Intro
Hey everyone,
I'm not incredibly familiar with the nomenclature or internal workflows on the Checkpoint Maestro Hyperscale solution, but we're investigating an illusive issue with a particular workflow. I've provided a basic diagram to explain the connections.
Example Fabric
Example Path Through Fabric (leaf switch and spine switch selection are irrelevant)
Diagram Overview
There are 2 firewalls, each connect directly to a single Maestro switch. The Maestro switch is configured with two bridge groups. Traffic should come in from a firewall, enter the Maestro switch, pass through the Checkpoint IPS which is also attached to switch, and exit the South side interfaces to the leaf switches.
The leaf switch pairs each have their own distinct port channels connected to the maestro switch. The leaf switches connect to a spine layer (I've simplified the connectivity so you don't have to look at all of the redundant connections between the leaf and spine Clos architecture).
Problem
Let's call everything on the left side, side A, and everything on the right side, side B for simplicity sake.
If a host behind firewall A, or firewall A itself, on the left side tries to communicate with firewall B, or a host behind firewall B, on the right there is significant delay / jitter.
If a host behind firewall A communicates anywhere else in the network, even another host connected on switch pair B that isn't beyond the Maestro switch, there is no issue at all.
I've provided a second copy of the diagram with a red line to illustrate where things fall down. It doesn't matter if the traffic crosses switch 1 or 2 in pair A or B, or any of the 3 spine switches, the result is always the same.
We have sub-second latency between switch pair A and B. All other inter-leaf pair communications in the fabric work as expected.
My limited understanding of the Maestro switch is that when slave interfaces are assigned to a bridge, layer 2 traffic passively traverses the bridge from North to South, and can't communicate with another bridge. I don't understand how we exit the bridge to get to the IPS, but it appears either bridge can fork traffic to the attached IPS.

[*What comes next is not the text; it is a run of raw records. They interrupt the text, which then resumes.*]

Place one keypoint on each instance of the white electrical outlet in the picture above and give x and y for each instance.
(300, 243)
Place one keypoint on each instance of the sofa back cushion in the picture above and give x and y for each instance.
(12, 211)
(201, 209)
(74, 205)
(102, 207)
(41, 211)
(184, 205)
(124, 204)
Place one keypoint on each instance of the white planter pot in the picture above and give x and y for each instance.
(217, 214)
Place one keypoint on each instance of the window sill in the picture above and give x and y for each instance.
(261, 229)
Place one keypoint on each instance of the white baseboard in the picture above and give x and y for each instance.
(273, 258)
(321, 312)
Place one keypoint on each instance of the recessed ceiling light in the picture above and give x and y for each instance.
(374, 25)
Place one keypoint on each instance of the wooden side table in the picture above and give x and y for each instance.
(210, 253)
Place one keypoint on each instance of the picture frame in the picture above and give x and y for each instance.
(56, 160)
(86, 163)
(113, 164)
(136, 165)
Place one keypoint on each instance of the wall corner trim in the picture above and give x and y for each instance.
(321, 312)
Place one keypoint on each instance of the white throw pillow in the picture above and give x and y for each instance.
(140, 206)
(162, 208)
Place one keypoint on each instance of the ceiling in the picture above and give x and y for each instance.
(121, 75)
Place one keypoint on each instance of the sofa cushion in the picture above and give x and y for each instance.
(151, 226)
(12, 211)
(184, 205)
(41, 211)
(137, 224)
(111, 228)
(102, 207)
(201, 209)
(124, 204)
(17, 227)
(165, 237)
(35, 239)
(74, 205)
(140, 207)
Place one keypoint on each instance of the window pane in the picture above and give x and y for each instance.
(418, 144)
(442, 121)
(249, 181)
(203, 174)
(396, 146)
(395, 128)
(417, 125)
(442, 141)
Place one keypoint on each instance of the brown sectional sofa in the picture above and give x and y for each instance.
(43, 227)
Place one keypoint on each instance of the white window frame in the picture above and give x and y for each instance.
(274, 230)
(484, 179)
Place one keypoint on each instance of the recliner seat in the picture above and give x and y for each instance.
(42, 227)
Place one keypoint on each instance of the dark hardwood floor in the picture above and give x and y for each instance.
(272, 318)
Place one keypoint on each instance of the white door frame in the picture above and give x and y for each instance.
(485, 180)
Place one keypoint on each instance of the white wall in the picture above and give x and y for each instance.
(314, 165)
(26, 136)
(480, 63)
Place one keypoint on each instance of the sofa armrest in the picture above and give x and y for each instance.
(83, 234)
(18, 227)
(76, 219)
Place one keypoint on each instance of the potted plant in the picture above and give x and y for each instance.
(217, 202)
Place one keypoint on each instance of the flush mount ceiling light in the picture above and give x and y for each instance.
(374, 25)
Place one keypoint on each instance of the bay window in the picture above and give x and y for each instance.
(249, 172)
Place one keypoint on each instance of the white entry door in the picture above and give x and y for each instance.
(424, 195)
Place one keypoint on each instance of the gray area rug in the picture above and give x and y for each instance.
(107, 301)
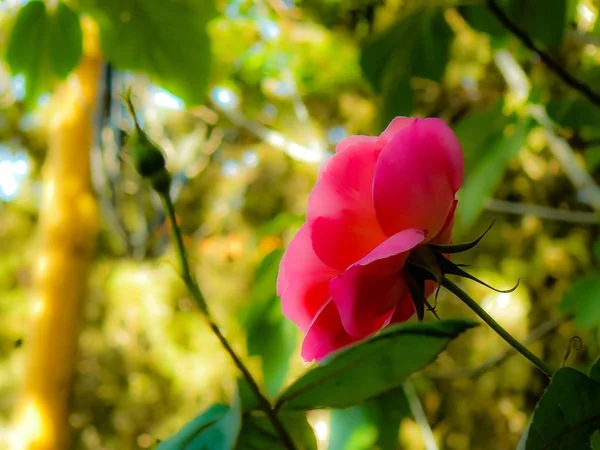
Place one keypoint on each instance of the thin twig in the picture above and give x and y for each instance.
(489, 320)
(198, 297)
(493, 362)
(553, 65)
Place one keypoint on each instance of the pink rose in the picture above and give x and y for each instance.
(375, 200)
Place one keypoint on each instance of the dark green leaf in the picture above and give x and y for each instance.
(573, 113)
(374, 423)
(258, 432)
(165, 39)
(478, 130)
(416, 45)
(432, 45)
(487, 173)
(372, 367)
(583, 298)
(592, 161)
(567, 414)
(481, 19)
(26, 49)
(269, 334)
(65, 40)
(595, 372)
(43, 46)
(546, 22)
(217, 428)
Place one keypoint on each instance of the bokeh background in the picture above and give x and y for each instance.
(283, 82)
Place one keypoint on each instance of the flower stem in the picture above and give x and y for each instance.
(541, 365)
(194, 289)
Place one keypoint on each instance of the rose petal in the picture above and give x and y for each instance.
(395, 125)
(303, 280)
(444, 237)
(417, 176)
(340, 207)
(326, 334)
(369, 289)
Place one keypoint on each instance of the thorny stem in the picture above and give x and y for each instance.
(462, 295)
(194, 289)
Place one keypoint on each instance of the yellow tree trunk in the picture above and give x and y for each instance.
(67, 232)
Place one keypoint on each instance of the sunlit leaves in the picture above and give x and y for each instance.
(546, 22)
(164, 39)
(416, 45)
(583, 298)
(486, 164)
(217, 428)
(269, 334)
(44, 45)
(258, 433)
(372, 367)
(374, 423)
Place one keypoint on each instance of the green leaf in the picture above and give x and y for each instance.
(573, 113)
(65, 41)
(432, 45)
(258, 432)
(43, 46)
(217, 428)
(375, 423)
(592, 162)
(583, 298)
(372, 367)
(164, 39)
(481, 19)
(567, 414)
(595, 372)
(487, 173)
(478, 129)
(389, 67)
(545, 22)
(269, 334)
(25, 53)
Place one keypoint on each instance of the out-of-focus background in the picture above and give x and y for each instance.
(272, 86)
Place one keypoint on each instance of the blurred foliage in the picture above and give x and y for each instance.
(314, 72)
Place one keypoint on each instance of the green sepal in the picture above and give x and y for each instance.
(416, 287)
(459, 248)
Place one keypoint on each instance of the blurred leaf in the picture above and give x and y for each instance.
(425, 42)
(258, 433)
(487, 173)
(592, 159)
(567, 414)
(269, 334)
(42, 46)
(65, 40)
(583, 298)
(481, 19)
(164, 39)
(374, 423)
(432, 45)
(595, 372)
(372, 367)
(573, 113)
(217, 428)
(282, 222)
(478, 129)
(545, 22)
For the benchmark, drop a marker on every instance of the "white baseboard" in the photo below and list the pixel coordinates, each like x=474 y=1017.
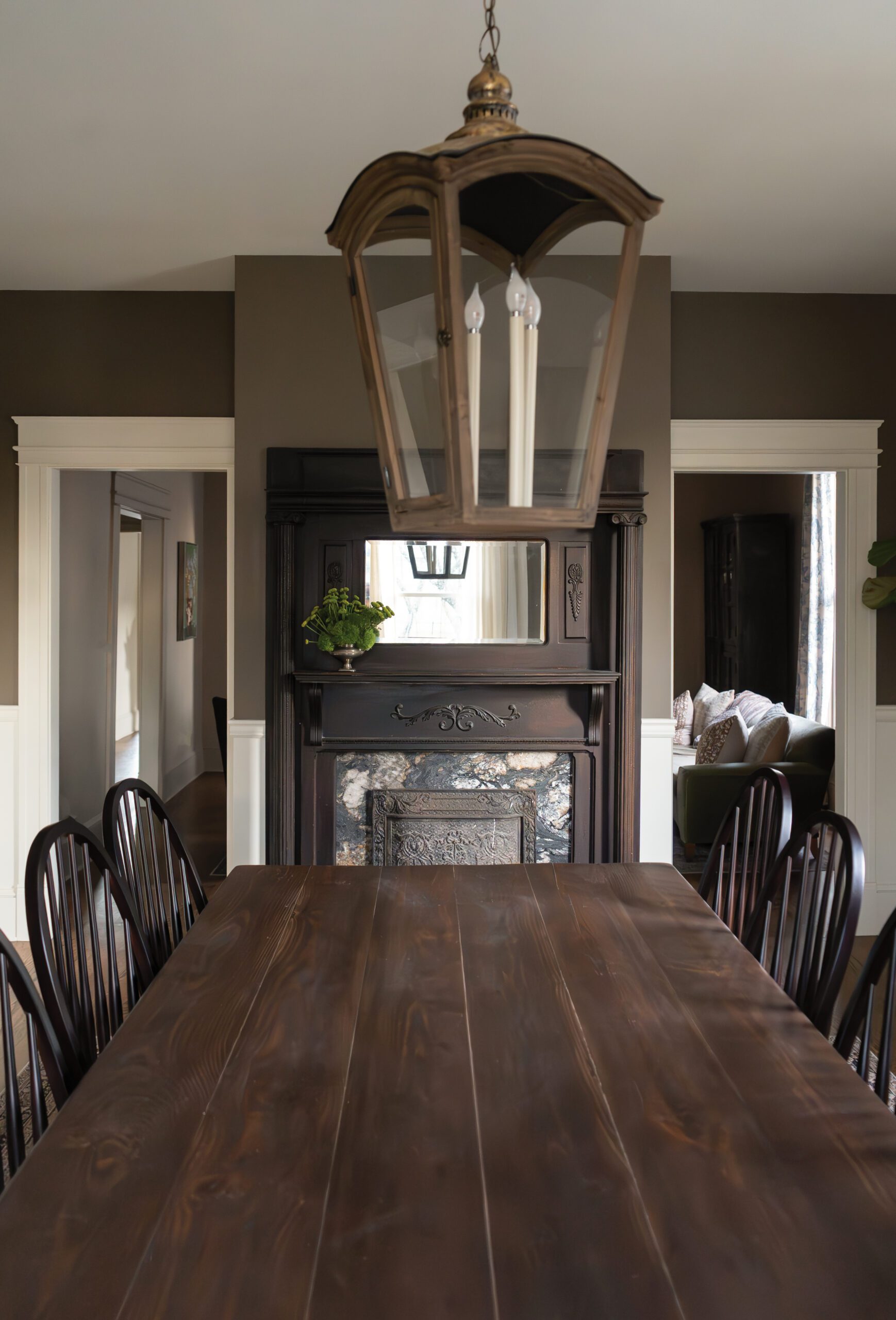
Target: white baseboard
x=246 y=835
x=885 y=812
x=656 y=790
x=182 y=776
x=8 y=820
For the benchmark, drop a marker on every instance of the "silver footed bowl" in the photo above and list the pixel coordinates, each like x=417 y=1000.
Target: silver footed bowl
x=347 y=655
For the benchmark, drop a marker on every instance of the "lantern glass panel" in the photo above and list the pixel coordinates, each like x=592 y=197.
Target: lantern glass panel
x=540 y=374
x=400 y=288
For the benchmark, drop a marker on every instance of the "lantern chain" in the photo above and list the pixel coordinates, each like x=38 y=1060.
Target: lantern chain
x=491 y=36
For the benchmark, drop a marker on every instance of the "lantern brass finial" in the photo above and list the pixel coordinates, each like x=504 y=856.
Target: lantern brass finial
x=490 y=110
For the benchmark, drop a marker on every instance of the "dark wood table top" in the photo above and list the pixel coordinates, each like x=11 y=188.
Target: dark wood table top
x=513 y=1092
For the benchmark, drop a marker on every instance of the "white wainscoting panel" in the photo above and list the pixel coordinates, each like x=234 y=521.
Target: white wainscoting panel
x=886 y=811
x=656 y=790
x=246 y=843
x=8 y=819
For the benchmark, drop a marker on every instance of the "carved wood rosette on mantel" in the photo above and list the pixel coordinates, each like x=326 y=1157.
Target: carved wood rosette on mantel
x=577 y=695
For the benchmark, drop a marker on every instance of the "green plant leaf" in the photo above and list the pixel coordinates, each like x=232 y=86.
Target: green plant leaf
x=882 y=552
x=880 y=592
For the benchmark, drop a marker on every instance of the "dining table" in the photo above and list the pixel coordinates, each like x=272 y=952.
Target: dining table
x=520 y=1092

When we do a packet capture from a SPAN on our leaf switches we're seeing tons of TCP retransmits and out of order packets. For example Host A tries to start TCP 3 way handshake and sends a SYN across the wire. Host B doesn't receive the SYN for more time than is expected creating many retransmits, and finally it will receive it and replies back with SYN ACK. Host A now doesn't receive the SYNACK back so Host B starts retransmitting until finally an ACK is seen. Even after the underlying protocol is negotiated, the issue persists through the entire connection.
What We've Tried
TCP/UDP connection from host behind Firewall A or B to remote firewall in another data center. Result: Works great
TCP/UDP connection from host behind Firewall A or B across WAN. Result: Works great
TCP/UDP connection initiated from maestro facing interface on either Firewall A or B terminating directly on maestro facing interface on the opposing firewall. Result: Bad
TCP/UDP connection from host behind Firewall A or B to maestro facing interface on opposing firewall. Result: Bad
TCP/UDP connection from host behind Firewall A or B to another host behind the opposing firewall. Result: Bad
TCP/UDP connection from host behind Firewall A or B to maestro facing interface on locally connected firewall. Result: Works great
Disabling IPS policy enforcement temporarily for troubleshooting (Although traffic may still pass through the IPS despite the policies being turned off?) Result: Issue still occurs
Disabling firewall inspection policies related to TCP/IP based connections (including on both firewalls at the same time) Result: Issue still occurs
TCP/UDP connection originating from Switch Pair A or B to the opposing Switch Pair across the fabric. Result: Works great
TCP/UDP connection originating from Switch Pair A or B to the opposing firewall across the fabric. Result: Works great
Questions
I read somewhere on a Checkpoint forum post that traffic passing through the same Maestro twice could present issues? Is anyone aware of any limitations or bugs in a setup like this? The Maestro switch connections are meant to be passive, and as such we only see the firewall's MAC addresses advertised across, but our LACP peering is with the Checkpoint MACs. Each distinct switch pair sees a unique MAC for it's LACP peer. Any ideas?